Zuckoff’s third point contains the implicit assumption that service to others is by definition morally good, while personal gain is morally suspect, or at least less noble. In fact, traditional Ponzi schemers are reprehensible not because they seek personal gain, but because they seek it illegitimately, by defrauding people. Well-intentioned or not, the Federal government’s Ponzi scheme also harms people, both rich and poor. Even those who make only modest “contributions” to the system could receive higher benefits upon retirement if they invested those same modest amounts conservatively for themselves. In the midst of the current financial crisis, this might sound counterintuitive, but the long run view is clearly in favor of private investment. The only real argument against private savings is purely paternalistic: Yes, people could easily earn more, but they might choose not to invest enough if left to their own devices. Translation: We, the government, know what’s best for you.
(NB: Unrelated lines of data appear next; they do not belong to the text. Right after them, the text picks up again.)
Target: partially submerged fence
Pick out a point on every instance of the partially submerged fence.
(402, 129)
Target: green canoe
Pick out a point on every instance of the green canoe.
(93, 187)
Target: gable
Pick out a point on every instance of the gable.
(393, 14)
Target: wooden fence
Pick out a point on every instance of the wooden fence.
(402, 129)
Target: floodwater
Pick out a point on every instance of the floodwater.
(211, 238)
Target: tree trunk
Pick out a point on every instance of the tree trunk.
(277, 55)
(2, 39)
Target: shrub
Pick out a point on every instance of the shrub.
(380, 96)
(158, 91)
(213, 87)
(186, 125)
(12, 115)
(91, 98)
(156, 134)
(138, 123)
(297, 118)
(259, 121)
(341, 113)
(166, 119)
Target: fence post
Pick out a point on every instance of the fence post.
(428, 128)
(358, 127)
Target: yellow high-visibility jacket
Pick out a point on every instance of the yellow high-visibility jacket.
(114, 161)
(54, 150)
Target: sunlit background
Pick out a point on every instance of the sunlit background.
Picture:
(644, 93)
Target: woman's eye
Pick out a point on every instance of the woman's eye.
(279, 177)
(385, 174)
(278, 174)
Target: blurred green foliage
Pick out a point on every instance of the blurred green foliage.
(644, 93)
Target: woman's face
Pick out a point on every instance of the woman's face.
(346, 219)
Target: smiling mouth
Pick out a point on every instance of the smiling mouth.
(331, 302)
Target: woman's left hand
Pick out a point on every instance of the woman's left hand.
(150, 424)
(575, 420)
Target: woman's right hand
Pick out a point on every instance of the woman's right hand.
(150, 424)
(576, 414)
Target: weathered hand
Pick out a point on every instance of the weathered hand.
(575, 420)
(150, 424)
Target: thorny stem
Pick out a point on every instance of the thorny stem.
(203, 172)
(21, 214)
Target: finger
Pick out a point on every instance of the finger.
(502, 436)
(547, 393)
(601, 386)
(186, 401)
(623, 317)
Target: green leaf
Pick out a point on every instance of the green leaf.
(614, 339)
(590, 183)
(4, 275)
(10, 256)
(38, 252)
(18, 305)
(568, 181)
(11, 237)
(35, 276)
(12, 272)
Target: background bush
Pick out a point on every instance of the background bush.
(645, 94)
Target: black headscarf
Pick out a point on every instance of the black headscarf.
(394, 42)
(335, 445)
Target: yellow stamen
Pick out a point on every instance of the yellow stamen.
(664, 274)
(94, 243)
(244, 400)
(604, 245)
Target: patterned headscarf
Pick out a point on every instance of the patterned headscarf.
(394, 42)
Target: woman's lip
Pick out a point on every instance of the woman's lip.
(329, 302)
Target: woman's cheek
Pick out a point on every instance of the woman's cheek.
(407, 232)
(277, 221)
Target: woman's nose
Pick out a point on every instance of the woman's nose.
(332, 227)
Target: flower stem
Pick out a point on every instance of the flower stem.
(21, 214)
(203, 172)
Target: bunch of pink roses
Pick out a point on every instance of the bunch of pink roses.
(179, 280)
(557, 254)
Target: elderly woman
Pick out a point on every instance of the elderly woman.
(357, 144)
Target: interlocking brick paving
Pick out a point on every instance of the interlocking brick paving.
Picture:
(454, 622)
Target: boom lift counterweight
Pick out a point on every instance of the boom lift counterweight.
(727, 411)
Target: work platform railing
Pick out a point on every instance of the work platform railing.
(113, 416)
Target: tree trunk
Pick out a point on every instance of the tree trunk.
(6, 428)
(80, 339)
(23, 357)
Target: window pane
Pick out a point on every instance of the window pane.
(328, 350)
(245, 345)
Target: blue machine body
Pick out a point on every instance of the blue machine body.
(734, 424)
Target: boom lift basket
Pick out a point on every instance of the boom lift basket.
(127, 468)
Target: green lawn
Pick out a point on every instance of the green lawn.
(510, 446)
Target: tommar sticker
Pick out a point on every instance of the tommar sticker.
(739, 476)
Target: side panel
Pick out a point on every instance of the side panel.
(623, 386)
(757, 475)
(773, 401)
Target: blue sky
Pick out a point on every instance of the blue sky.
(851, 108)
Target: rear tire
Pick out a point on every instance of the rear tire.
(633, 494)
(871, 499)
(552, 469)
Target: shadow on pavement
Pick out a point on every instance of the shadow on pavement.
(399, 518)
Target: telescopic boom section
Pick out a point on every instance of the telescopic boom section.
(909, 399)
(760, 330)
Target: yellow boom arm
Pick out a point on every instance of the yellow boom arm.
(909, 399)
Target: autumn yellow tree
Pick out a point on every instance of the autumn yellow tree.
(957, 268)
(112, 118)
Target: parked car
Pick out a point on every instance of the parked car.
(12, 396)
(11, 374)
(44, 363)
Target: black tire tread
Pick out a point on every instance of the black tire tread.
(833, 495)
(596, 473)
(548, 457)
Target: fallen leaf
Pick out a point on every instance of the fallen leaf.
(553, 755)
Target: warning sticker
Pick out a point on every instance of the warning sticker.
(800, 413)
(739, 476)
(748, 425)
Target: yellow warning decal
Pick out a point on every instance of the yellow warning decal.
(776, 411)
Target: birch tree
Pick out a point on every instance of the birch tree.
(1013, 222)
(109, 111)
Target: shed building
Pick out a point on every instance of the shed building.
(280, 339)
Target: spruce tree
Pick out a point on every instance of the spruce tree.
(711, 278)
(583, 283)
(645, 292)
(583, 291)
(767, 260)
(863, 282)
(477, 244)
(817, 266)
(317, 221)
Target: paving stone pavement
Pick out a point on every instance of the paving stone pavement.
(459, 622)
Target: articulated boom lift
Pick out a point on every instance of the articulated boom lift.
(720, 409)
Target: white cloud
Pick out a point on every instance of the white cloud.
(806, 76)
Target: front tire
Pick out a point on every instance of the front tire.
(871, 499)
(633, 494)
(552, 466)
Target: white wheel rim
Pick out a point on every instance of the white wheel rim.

People who justly recoil from the idea of outright slavery and who rightly cheer the end of the military draft—two institutions that abrogate basic human rights—have no problem with the idea of conscripting their fellow citizens to provide for the retirement of others. They see that security in old age is a good thing, and they imagine that this good end justifies the forced “contributions” of all.
Implicit in this view is the idea that you do not belong to yourself. Others have a claim on some portion of your life without you having voluntarily come to any agreement with them. This idea of an unchosen obligation, though, is the same notion behind slavery and the draft, though admittedly in a milder form. The simple truth is that no one has the right to initiate the use of force against you. You wouldn’t accept it as legitimate if a gang of your neighbors showed up with pitchforks in hand demanding a slice of your paycheck; it is no more legitimate if they launder their efforts through the legerdemain of government legislation.
The current Social Security system fakes reality by mimicking investment for retirement when no such investment is taking place. It fakes reality by disguising dependence under a veil of universality. And it fakes reality by encouraging people to abdicate responsibility for their own lives and livelihoods. The bridge is out up ahead. How much longer will we wait before demanding a change of course?
If we left retirement planning to private individuals and enterprises, the vast majority of people, who are perfectly capable of taking responsibility for their own lives, would be encouraged to do so. This would not only work far better than the current system; even more importantly, it would accord each individual human being the genuine respect and dignity we all deserve.